GATA6 is a transcription factor, whereas LOXL2 is not. Thus, ChIP analysis was performed using the GATA6 antibody; it was observed that GATA6 bound to VEGFA promoter regions in QBC939 and RBE cells (Fig. 4G). Thus, GATA6 and LOXL2 may physically interact with each other and cooperatively target the VEGFA promoter in CCA cells.

The SRCR domain of LOXL2 interacts with other proteins (43). Two LOXL2 deletion mutants lacking or retaining the SRCR domain were constructed to further explore the interaction between LOXL2 and GATA6 (Fig. 5A). Based on the results from the co-IP experiment, GATA6 bound to the SRCR domain of LOXL2 independent of the catalytic domain in CCA cells (Fig. 5B and C). Additionally, Flag-LOXL2-Δ1 and Flag-LOXL2-full significantly increased VEGFA promoter activity compared with the control (P<0.05 and P<0.05, respectively); however, Flag-LOXL2-Δ2 did not increase VEGFA promoter activity (Fig. 5D). In addition, knockdown of GATA6 or LOXL2 in QBC939 cells decreased the interaction of LOXL2 with GATA6 (Fig. 5E and F). Based on the data, the SRCR domain of LOXL2 interacts with GATA6 to increase VEGFA promoter activity.

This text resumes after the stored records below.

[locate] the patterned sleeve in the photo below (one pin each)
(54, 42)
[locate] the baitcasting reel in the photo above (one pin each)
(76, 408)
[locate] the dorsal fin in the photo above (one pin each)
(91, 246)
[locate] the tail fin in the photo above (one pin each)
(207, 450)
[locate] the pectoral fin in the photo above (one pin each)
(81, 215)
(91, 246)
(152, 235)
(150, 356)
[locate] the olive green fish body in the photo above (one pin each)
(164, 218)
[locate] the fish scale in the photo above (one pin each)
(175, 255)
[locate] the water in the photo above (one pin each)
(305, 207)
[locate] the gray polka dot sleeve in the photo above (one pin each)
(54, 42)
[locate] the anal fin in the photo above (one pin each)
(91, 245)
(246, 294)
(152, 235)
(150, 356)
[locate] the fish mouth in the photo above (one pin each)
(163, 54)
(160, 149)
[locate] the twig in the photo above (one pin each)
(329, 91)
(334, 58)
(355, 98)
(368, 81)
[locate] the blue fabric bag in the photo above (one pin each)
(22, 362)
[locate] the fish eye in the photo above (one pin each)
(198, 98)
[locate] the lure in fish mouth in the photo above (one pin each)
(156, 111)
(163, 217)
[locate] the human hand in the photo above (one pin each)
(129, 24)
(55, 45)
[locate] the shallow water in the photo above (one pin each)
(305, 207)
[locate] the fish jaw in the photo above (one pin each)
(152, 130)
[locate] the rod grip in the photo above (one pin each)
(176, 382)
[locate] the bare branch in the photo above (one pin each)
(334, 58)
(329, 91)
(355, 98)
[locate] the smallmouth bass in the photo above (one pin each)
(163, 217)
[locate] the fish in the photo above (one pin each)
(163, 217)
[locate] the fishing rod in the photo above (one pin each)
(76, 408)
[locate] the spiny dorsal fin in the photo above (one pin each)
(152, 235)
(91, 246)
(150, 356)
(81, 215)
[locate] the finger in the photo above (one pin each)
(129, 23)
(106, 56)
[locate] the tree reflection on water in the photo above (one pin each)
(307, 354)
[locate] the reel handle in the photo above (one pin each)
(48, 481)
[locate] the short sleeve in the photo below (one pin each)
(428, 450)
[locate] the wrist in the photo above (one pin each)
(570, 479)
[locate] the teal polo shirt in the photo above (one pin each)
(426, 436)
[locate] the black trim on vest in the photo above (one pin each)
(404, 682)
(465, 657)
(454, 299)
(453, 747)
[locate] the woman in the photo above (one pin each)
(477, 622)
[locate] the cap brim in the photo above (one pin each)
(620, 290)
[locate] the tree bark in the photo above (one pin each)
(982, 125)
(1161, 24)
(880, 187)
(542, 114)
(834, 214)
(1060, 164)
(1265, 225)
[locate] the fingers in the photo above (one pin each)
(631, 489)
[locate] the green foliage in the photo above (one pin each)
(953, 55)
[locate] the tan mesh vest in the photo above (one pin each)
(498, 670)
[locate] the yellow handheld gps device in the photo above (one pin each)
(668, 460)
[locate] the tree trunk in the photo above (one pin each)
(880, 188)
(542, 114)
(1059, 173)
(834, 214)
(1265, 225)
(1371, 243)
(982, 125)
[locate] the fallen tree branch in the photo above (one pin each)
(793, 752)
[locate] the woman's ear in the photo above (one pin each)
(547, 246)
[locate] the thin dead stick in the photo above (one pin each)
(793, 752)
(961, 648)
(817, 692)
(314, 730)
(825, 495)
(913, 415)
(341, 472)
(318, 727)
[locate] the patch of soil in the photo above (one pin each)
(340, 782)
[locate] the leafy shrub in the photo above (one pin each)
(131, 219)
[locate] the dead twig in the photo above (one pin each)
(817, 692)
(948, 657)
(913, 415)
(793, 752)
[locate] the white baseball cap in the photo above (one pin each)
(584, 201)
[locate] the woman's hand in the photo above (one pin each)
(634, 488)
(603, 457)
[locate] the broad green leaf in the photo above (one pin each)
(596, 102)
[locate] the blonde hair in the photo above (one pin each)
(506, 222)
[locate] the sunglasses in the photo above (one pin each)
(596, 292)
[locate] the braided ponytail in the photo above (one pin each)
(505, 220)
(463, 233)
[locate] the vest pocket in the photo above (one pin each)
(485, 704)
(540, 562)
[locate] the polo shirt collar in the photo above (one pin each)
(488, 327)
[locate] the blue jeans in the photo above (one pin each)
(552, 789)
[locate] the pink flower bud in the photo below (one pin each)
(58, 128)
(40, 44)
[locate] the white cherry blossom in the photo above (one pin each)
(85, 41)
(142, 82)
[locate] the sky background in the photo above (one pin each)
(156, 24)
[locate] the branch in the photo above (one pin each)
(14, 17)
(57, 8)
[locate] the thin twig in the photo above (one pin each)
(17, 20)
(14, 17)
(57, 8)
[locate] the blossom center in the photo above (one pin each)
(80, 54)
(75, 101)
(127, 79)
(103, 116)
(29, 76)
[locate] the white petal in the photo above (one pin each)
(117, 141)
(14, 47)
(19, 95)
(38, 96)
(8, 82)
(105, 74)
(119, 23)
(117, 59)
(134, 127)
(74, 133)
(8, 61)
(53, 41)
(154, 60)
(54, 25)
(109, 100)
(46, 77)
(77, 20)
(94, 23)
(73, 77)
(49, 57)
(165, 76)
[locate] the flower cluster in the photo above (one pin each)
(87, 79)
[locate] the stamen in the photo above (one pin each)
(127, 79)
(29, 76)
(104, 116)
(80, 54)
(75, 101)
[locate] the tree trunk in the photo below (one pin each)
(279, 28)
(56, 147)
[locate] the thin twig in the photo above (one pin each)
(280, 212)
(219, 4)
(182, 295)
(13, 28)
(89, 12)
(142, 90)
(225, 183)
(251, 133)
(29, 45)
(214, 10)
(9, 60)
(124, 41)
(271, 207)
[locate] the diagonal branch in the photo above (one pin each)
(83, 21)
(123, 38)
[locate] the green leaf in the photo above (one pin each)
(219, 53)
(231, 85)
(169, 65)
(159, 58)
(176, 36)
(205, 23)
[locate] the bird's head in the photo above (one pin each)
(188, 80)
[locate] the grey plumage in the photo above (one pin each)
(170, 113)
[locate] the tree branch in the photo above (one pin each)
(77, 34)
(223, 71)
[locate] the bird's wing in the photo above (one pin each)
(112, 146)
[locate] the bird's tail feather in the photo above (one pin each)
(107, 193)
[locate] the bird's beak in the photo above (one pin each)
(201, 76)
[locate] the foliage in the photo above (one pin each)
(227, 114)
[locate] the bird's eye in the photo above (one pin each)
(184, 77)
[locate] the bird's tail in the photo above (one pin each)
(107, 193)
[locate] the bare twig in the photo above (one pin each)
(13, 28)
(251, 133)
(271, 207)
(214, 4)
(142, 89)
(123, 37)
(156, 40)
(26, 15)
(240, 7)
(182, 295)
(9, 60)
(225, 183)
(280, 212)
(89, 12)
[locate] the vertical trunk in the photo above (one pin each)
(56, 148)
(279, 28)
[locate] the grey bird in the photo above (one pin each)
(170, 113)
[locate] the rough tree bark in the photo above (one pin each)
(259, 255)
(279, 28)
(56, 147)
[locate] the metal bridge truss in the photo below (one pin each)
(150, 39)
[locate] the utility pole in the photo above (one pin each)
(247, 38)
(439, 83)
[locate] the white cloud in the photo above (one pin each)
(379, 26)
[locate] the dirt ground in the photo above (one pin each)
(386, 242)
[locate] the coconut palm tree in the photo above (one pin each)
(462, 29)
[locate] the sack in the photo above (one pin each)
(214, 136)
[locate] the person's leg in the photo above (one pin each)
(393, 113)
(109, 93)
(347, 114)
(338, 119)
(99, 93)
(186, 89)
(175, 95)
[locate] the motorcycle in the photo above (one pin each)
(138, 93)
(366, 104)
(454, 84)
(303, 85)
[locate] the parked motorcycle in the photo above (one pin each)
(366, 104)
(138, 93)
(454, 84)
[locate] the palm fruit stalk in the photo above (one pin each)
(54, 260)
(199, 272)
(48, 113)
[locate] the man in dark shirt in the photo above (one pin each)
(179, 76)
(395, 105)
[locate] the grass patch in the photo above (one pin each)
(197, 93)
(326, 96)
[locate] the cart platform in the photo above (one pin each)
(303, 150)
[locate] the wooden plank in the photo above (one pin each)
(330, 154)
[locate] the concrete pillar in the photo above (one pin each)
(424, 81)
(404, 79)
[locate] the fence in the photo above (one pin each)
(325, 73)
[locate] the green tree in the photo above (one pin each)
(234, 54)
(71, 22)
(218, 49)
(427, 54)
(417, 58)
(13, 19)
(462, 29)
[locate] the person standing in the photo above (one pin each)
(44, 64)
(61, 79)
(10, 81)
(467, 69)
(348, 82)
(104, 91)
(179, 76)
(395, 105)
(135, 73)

VEGFA secreted by tumor cells promotes the proliferation and migration of vascular endothelial cells and tumor angiogenesis in the tumor microenvironment. CM was collected from QBC939 cells following transduction with shRNA lentivirus, and ELISAs were performed to evaluate the VEGFA concentration and determine whether GATA6/LOXL2 affected VEGFA secretion and angiogenesis. Significantly reduced levels of VEGFA were secreted from cells in the shGATA6/LOXL2 group compared with those in the shGATA6 (P<0.05), shLOXL2 (P<0.05) and shControl (P<0.001) groups (Fig. 6A).

Matrigel-based capillary tube formation assays were performed in HUVECs using CM from CCA cell lines to investigate whether GATA6/LOXL2 promoted angiogenesis in vitro. Different CM samples were added to Matrigel-coated wells, and HUVECs were added to the wells and allowed to form capillary tubes. Tube formation was significantly reduced in the shGATA6/LOXL2 group compared with in the shGATA6 (P<0.01), shLOXL2 (P<0.01) and shControl (P<0.001) groups (Fig. 6B).

Stable lentivirus-transduced CCA cell lines were established and subcutaneously injected into nude mice. After 4 weeks, the nude mice were sacrificed; the subcutaneous tumors were surgically removed, and measurements were obtained. The tumors were also sectioned and subjected to H&E staining and IHC (Fig. 7A). IHC revealed GATA6 expression in the nucleus and LOXL2 expression in the nucleus and cytoplasm of tumor tissues (Fig. 7A), consistent with the IHC results for human CCA tissues and IF staining of human CCA cell lines. Knockdown of GATA6 or LOXL2 reduced VEGFA expression compared with the control, and knockdown of GATA6/LOXL2 markedly reduced VEGFA expression compared with the other groups (Fig. 7A); however, IHC did not reveal an association between GATA6 and LOXL2 expression (Fig. 7A).

The MVD in the shGATA6/LOXL2 group was significantly reduced compared with that in the shGATA6 (P<0.01), shLOXL2 (P<0.01) and shControl (P<0.001) groups (Fig. 7B). Furthermore, the tumors in the shGATA6/LOXL2 group were significantly smaller than those in the shGATA6 (P<0.001), shLOXL2 (P<0.001) and shControl (P<0.001) groups (Fig. 7C). Thus, the findings indicated that GATA6/LOXL2 induced VEGFA expression, tumor growth and angiogenesis in subcutaneous tumors in nude mice.